Miami Herald: South Florida hotels show signs of recovery

Feb 23, 2010

The Miami Herald published this article on February 22, 2010

BY DOUGLAS HANKS

South Florida hotels finally hit bottom this winter and have begun a recovery from a brutal downturn.

In Miami-Dade, the region’s largest hotel market, per-room revenue grew 4.2 percent in January to $124, according to Smith Travel Research. That’s the first gain in the closely watched measure since August 2008.

“The destination itself is in pretty good shape,” said Scott Brush, a lodging analyst and president of Brush & Co. in Palmetto Bay. “The demand didn’t go away.”

Like many signs of recovery throughout the economy, this one showed improvement over a brutal 2009. In January 2009, Miami-Dade hotels saw per-room revenue plunge 18 percent to $120 a night, Smith Travel said. It grew to $124 a night last month, the lowest for January since 2005.

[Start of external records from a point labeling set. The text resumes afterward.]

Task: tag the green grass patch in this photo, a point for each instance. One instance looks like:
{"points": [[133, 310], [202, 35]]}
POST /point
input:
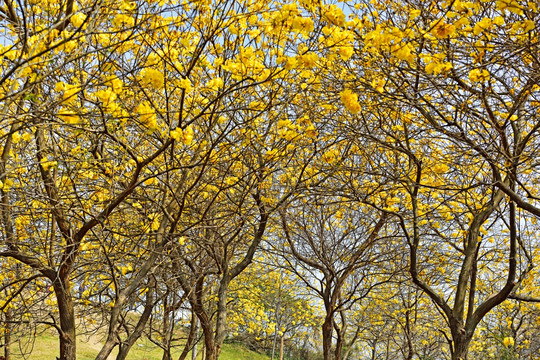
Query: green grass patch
{"points": [[45, 347]]}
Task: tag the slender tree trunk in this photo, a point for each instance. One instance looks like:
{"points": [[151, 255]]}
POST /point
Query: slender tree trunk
{"points": [[221, 321], [339, 345], [7, 335], [68, 350], [194, 350], [281, 348], [327, 328], [190, 340], [137, 332], [165, 330], [461, 345]]}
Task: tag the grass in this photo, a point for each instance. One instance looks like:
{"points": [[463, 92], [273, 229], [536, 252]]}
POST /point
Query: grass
{"points": [[45, 347]]}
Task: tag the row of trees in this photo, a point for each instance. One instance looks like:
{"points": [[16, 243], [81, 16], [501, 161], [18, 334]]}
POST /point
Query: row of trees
{"points": [[266, 171]]}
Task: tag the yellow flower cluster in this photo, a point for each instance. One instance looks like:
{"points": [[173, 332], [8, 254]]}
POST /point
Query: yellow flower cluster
{"points": [[153, 78], [185, 136], [147, 116], [350, 100], [478, 75]]}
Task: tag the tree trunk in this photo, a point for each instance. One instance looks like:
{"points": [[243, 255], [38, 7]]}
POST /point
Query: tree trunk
{"points": [[67, 319], [281, 349], [327, 328], [461, 344], [190, 340], [339, 345], [221, 321], [7, 335]]}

Miami-Dade’s hotel rebound will be particularly welcome in County Hall, where hotel taxes are paying the debt on the Marlins baseball park under construction in Little Havana. County Manager George Burgess’ finance plan calls for hotel taxes to flatten this year, and a strong winter tourism season would offset last autumn’s 8 percent decline.

Smith Travel’s January figures show how much hotels are suffering from a building boom that flooded the lodging market with thousands of extra rooms just as a brutal recession began in fall 2008.

In Miami-Dade, hotels sold 16 percent more rooms in January than they did a year ago, but occupancy only climbed eight percentage points to 75 percent. Why the gap? Miami-Dade has 6 percent more rooms than it did a year ago.

With more competition and weaker demand, hotels slashed rates to fill beds and rolled back the clock on what tourists must pay for a South Florida vacation. Rates dropped 12 percent last year and the downward trend continued in January, with rates off 6 percent to $166 a night.

Miami-Dade hotels charged an average of $166 a night last month — the cheapest for January since 2006.

“They cut rates significantly more than necessary,” Brush said. “It’s going to be a long time for [the rates] to come back.”

In Broward, per-room revenues were flat from January 2008 at $95 and the Keys saw a 1.8 percent gain to $129. The figures combine occupancy and room rates, making per-room revenue one of the best single measures of a hotel’s financial performance. Broward saw occupancy grow four points to 74 percent, while the average room rate dropped 7 percent to $128 a night. In the Keys, occupancy was flat at 68 percent and rates inched up 2 percent to $189 a night.

Early numbers from Smith Travel suggest February will be just as strong, helped along by high room rates for the Feb. 7 Super Bowl.

That leaves March — typically the peak of South Florida’s tourism season — to determine if hotels will enjoy a rush of profits to sustain them through the slow summer.